Penyebab utama janjkematian sampaumur ialah sikap yang disengaja atau yang sanggup dihindari, biasanya sering dikaitkan dengan alcohol dan penggunaan obat-obatan terlarang. “Faktanya, kecanduan merupakan problem kesehatan nomor 1 di dunia barat’” kata Garavan. Pemikiran untuk menggunakan alcohol, rokok, dan obat-obatan terlarang akan menawarkan imbas sosial berupa terancamnya kesehatan masyarakat.
Memaham jaringan otak yang memicu beberapa sampaumur untuk mengambil resiko yang tinggi dengan menggunakan barang-barang tersebut, akan menawarkan manfaat yang besar bagi kesehatan masyarakat.

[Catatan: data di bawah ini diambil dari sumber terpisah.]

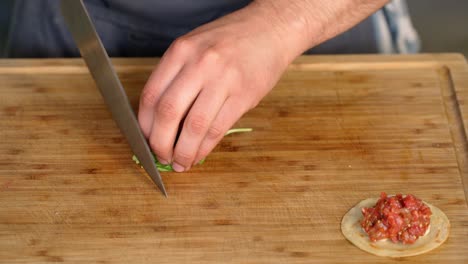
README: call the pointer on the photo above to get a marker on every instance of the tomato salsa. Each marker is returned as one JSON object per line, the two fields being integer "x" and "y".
{"x": 398, "y": 218}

Penemuan terbaru mengenai jaringan di otak, ditunjukkan oleh warna, telah menjelaskan mengapa beberapa sampaumur menyukai untuk mencoba narkoba dan alcohol. Pengurangan acara di beberapa jaringan tersebut menciptakan beberapa sampaumur lebih impulsive dan kurang bisa untuk menolak dorongan atau hasrat untuk mencoba menggunakan alcohol, rokok, dan obat-obatan terlarang semenjak awal remaja. Fenomena ini ditemukan oleh dua peneliti dari University of Vermont dan rekannya dari Eropa.
Referensi Jurnal :
Robert Whelan, Patricia J Conrod, Jean-Baptiste Poline, Anbarasu Lourdusamy, Tobias Banaschewski, Gareth J Barker, Mark A Bellgrove, Christian Büchel, Mark Byrne, Tarrant D R Cummins, Mira Fauth-Bühler, Herta Flor, Jürgen Gallinat, Andreas Heinz, Bernd Ittermann, Karl Mann, Jean-Luc Martinot, Edmund C Lalor, Mark Lathrop, Eva Loth, Frauke Nees, Tomas Paus, Marcella Rietschel, Michael N Smolka, Rainer Spanagel, David N Stephens, Maren Struve, Benjamin Thyreau, Sabine Vollstaedt-Klein, Trevor W Robbins, Gunter Schumann, Hugh Garavan. Adolescent impulsivity phenotypes characterized by distinct brain networks. Nature Neuroscience, 2012; DOI: 10.1038/nn.3092
Artikel ini merupakan terjemahan dari bahan yang disediakan oleh University of Vermont, via Newswise dan Science Daily. Terima kasih anda sudah berkunjung ke Perpustakaan Cyber.